The coulotte is a phenomenal cut of meat that many people have never heard of or seen at their local grocery store. The culotte is the cap of the top sirloin. This is honestly one of the most versatile steaks there is to cook. The coulotte is great grilled, pan-fried or braised.
Some chefs recommend marinating, but in my opinion, it has excellent steak flavor. All you need to do is salt, pepper, and grill this amazingly flavorful cut of meat.
In today's, Friday feast we are going to use a culotte. I went to my friends over at Local Yocal to get the meat for our family. If you live in Dallas, you do need to make the trip up to McKinney for one of their Steak 101 classes.

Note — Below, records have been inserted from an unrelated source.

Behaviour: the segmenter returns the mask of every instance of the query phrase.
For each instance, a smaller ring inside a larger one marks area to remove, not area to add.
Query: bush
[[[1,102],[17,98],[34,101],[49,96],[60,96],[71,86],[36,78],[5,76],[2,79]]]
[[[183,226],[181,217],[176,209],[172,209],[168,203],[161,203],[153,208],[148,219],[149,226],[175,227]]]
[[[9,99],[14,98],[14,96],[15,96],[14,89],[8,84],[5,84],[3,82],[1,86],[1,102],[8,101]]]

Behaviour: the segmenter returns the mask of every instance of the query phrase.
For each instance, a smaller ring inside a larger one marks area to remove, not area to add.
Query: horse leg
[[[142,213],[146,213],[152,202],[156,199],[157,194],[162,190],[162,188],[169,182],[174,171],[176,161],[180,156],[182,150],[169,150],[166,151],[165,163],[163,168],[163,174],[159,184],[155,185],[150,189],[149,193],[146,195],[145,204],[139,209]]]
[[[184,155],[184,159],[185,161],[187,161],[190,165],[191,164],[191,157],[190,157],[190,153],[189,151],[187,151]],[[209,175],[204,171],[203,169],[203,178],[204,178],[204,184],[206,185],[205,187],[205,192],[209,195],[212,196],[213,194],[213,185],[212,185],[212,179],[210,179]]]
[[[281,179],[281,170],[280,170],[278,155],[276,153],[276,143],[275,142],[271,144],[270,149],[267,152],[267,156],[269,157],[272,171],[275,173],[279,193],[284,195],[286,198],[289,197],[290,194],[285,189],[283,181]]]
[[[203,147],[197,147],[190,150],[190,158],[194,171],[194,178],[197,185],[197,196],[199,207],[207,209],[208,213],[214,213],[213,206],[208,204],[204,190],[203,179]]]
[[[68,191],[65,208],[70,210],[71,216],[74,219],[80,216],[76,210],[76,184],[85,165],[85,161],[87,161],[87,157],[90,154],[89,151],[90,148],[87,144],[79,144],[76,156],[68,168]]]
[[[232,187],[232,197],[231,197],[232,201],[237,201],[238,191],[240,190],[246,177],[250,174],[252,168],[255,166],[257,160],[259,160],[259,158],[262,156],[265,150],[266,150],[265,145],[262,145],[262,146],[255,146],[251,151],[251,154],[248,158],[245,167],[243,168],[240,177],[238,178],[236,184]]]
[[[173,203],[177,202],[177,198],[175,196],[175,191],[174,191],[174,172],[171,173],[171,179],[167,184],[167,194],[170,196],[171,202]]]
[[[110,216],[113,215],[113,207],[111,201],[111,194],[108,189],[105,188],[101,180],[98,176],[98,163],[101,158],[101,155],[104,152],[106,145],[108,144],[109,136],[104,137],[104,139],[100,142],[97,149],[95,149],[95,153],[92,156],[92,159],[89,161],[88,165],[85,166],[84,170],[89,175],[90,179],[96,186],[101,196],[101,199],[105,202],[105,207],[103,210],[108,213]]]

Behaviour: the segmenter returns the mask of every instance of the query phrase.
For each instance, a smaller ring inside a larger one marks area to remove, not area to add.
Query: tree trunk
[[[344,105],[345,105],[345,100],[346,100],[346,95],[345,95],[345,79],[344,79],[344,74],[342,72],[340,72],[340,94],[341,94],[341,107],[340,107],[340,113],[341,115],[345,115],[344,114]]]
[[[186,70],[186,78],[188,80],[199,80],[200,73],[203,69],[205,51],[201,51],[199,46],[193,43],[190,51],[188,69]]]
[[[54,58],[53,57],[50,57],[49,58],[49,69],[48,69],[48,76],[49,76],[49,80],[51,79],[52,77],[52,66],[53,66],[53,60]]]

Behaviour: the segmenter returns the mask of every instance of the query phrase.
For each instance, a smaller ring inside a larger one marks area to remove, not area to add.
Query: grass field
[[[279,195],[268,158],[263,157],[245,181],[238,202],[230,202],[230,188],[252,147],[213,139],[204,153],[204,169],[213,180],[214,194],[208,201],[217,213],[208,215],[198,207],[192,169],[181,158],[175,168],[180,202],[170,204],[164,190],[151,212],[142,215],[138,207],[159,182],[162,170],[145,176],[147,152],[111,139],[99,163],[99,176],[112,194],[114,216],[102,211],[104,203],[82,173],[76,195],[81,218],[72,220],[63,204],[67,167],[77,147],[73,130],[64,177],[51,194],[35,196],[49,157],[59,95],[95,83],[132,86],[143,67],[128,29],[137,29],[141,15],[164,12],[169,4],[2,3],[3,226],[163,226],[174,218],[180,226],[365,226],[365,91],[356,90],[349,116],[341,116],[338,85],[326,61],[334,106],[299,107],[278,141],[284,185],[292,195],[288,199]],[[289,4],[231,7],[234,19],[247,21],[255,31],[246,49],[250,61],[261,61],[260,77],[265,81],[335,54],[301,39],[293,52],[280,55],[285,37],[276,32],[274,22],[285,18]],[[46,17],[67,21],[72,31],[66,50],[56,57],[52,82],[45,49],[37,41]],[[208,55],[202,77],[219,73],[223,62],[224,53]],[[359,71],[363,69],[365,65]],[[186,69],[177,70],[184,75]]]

The great thing about them is that they are hyper-local farm to consumer concept. The owners are also the ranchers of the grass-fed beef, and they carry All Natural Wagyu and Angus beef. While the Wagyu is not grass feed, it is raised as naturally as possible and not in Concentrated Animal Feeding Operation or feedlot.
Normally I stick with the grass-fed selection, but they were running low that day. So I thought I would get the Wagyu culotte and it was AMAZING. When I tell most people not to eat wheat, corn, dairy or soy they think it must be the hardest thing in the world to plan and cook meals. This could not be farther from the truth. All you need is a good cut of protein, quality does matter when it comes to flavor, and a vegetable. If you cook them only with a spice or two, you cannot go wrong. Hopefully, you go to Local Yocal and pick up some culotte and try it on the grill this weekend.
When I did this, the culotte was a pretty thick, so I cooked it about ½ way as a whole steak then sliced it across the grain and finished cooking the sliced pieces.